Basic Questions and Answers on Stock Markets

What are the common Unrealistic expectations from Stock Markets ? 

The stock market can be an exciting and potentially lucrative place to invest your money, but it's important to keep your expectations realistic. Here are some unrealistic expectations that you should avoid:

1. Expecting guaranteed returns

2. Expecting to get rich quick

3. Expecting to always beat the market

4. Expecting to invest without risk

5. Expecting to have all the answers

How much is an ideal return from stock market trading?

There is no ideal return from stock market trading.

Historically, the long-term average annual return of the global stock markets have been around 10%, although this figure can vary significantly depending on the time period and specific index or stocks being analyzed. 

Ultimately, the ideal return from stock market trading will depend on an individual's specific investment goals and risk tolerance. 

Can you make 20% per annum is stock markets or more than that ?

It is possible to make a 20% return per annum in the stock market, but it is important to note that such returns are not guaranteed and can vary widely depending on market conditions, investment strategy, and other factors. 

Some investors have been able to achieve such returns over the long-term by taking on higher levels of risk and investing in high-growth stocks or sectors. 

Realistically if you are making more than 18% per annum you are a king as said by ace investor RAKESH JHUNJHUNWALA.

Should you leave your job and become a stock market trader?

It is a significant decision that should be made after careful consideration of your financial situation, skills, risk tolerance, and investment goals.

Before making a decision to become a full-time stock market trader, it may be beneficial to start by building your skills and experience through part-time trading or by investing a portion of your savings in the market. This can help you get a better sense of your abilities and risk tolerance before making a full-time commitment.

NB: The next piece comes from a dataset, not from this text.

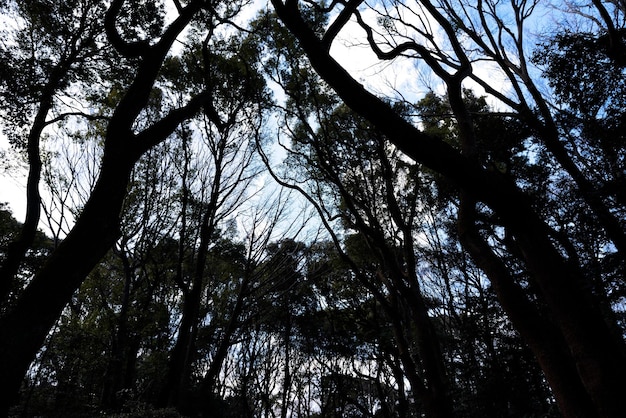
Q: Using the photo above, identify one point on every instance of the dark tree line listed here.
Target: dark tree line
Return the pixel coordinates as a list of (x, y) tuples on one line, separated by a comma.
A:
[(464, 250)]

What are the historical returns of Indian stock markets?

The historical returns of the Indian stock markets can be measured by looking at the performance of benchmark indices such as the BSE Sensex and NSE Nifty. 

The BSE Sensex has delivered an average annual return of around 14% over the last 20 years, while the NSE Nifty has delivered an average annual return of around 12% over the same period.

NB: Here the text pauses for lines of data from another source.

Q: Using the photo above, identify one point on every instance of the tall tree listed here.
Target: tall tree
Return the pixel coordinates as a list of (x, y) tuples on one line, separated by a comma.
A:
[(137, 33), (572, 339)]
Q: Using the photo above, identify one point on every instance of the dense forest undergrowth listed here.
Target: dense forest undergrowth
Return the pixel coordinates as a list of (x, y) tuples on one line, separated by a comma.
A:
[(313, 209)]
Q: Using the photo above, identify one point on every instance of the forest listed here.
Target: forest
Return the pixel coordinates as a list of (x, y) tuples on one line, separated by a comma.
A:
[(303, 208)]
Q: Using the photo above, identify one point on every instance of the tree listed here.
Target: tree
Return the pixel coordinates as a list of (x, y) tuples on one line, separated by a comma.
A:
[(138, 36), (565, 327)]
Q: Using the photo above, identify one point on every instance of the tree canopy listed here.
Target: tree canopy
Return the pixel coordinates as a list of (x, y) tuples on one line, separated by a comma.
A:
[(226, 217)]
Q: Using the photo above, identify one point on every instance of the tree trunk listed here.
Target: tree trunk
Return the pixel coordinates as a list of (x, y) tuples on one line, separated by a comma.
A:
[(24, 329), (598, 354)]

However, it is important to note that these returns are not guaranteed and can vary widely depending on market conditions and other factors. 

Should you take loan / borrow money and start trading in stock markets?

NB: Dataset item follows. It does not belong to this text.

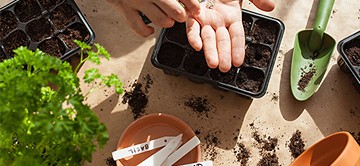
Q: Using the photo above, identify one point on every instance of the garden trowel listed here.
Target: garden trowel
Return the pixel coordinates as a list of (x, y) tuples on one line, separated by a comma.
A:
[(311, 55)]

It is generally not advisable to take out a loan to start trading in the stock market. Trading in the stock market can be risky, and borrowing money to invest in stocks can amplify that risk.

While it is possible to earn high returns in the stock market, there is also a risk of losing money. If you take out a loan to invest in the stock market and the market goes down, you may be left with a significant amount of debt and no means to repay it.

Additionally, taking on debt to invest in the stock market can put you in a precarious financial situation if you are unable to generate sufficient returns to cover your loan payments.

If you are considering investing in the stock market, it is generally advisable to do so with money that you can afford to lose, such as savings or disposable income.

Why is psychology more important for stock market trading? 

Psychology is an important factor in stock market trading because it can have a significant impact on an investor's decision-making process. Successful stock market trading requires discipline, patience, and emotional control, all of which are related to an investor's psychological makeup.

Successful investors are able to manage their emotions and avoid making impulsive decisions based on fear or greed. They also maintain a long-term perspective and avoid being swayed by short-term market fluctuations or noise.

Who should not trade in stock markets ?

While stock market trading can be a good investment strategy for many people, there are certain individuals who may not be well-suited for this type of investment. Some examples of people who may not want to trade in the stock market include:

1. Those who do not have sufficient savings or emergency funds

2. Those who are unable to handle risk

3. Those who do not have the time or expertise to conduct thorough research

4. Those who are unable to manage their emotions

Who are stock market finfluencers?

Stock market "finfluencers" (short for financial influencers) are individuals who have built a significant following on social media platforms, such as Twitter, Instagram, and YouTube, by providing investment advice, analysis, and market commentary. 

While some finfluencers provide valuable insights and analysis, it is important to approach their advice with a critical eye and conduct thorough research before making any investment decisions. 

It is also important to keep in mind that majority of finfluencers are not qualified investment professionals, and their advice may not be suitable for everyone.

How much % of traders really make money in stock market as per latest report of SEBI?

Approx. 90% of traders incurred average losses of approx. 1.25 lakhs per annum as per the recent report from SEBI for the year 2022.